Sono passati esattamente 40 anni da quando il campionato del mondo piloti è stato istituito nel Mondiale Rally. Prima di allora c’era la Coppa FIA piloti, vinta dal nostro Sandro Munari nel 1977 e da Markku Alen nel 1978. Correva l’anno 1979 quando Bjorn Waldegaard si aggiudicò il primo titolo mondiale riservato ai conduttori in Costa d’Avorio, terminando secondo il Bandama sulla Mercedes Benz 450 SLC alle spalle di Hannu Mikkola anche lui al volante della berlina tedesca.

Lo svedese aveva però corso l’intera stagione navigato da Hans Thorszelius al volante della Ford Escort RS1800, vincendo l’Acropolis ed il Criterium Molson du Quebec in Canada.
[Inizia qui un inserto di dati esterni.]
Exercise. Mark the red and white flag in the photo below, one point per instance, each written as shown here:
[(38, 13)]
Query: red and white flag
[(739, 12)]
Fu quello del 1979 il primo di tanti finali allo sprint, Waldegaard chiuse infatti la stagione con 112 punti, precedendo di un solo punto Mikkola fermo a quota 111. Oltre a quello di Waldegaard la scuola svedese vinse un altro titolo nel 1984 con Stig Blomqvist alla guida dell’Audi Quattro.

Sono stati due anche gli allori piloti conquistati dai piloti tedeschi, quelli griffati dal mitico Walter Roehrl, nel 1980 con la Fiat 131 Abarth e nel 1982 sulla Opel Ascona 400. Nel 1981 Ari Vatanen sulla Ford Escort RS1800 regalò invece il primo titolo ai “flying finn”, a quella scuola finlandese che ha sinora conquistato la bellezza di 13 titoli mondiali conduttori. 1 vinto da Hannu Mikkola nel 1983 su Audi Quattro e da Timo Salonen nel 1985 sulla Peugeot 205 Turbo16, 2 da Marcus Gronholm sulla Peugeot 207 Wrc nel 2000 e 2002, 4 da Juha Kankkunen (nel 1986 sulla Peugeot 205 Turbo16, nel 1987 e 1991 su Lancia Delta e nel 1993 su Toyota Celica Turbo 4WD), e 4 da Tommi Makinen dal 1996 al 1999 sulla Mitsubishi Lancer.

Ma la scuola più prolifica è stata sinora quella francese che si è sinora aggiudicata la bellezza di 16 titoli mondiali, il primo nel 1994 con Didier Auriol su Toyota Celica Turbo 4WD, al quale vanno sommati i 9 consecutivi vinti da Sébastien Loeb sulla Citroen dal 2004 al 2012, e i 6 consecutivi appannaggio di Sébastien Ogier (4 sulla VW Polo Wrc e 2 sulla Ford Fiesta Wrc Plus) dal 2013 al 2018.

In questa classifica più staccati a quota 2 titoli seguiamo noi italiani grazie a Miki Biasion, iridato sulla Lancia Delta nel 1988 e 1989, gli spagnoli con Carlos Sainz vincitore nel 1990 e 1992 su Toyota Celica, i britannici con Colin Mc Rae nel 1995 e Richard Burns nel 2001 su Subaru Impreza. Infine fanalino di coda a quota 1 solo titolo c’è la Norvegia, con Petter Solberg laureatosi campione del mondo nel 2003 su Subaru Impreza. In totale dunque in 40 edizioni del mondiale piloti, sono stati 16 i driver che hanno vinto almeno un titolo iridato, appannaggio e dominio dei francesi negli ultimi 15 anni.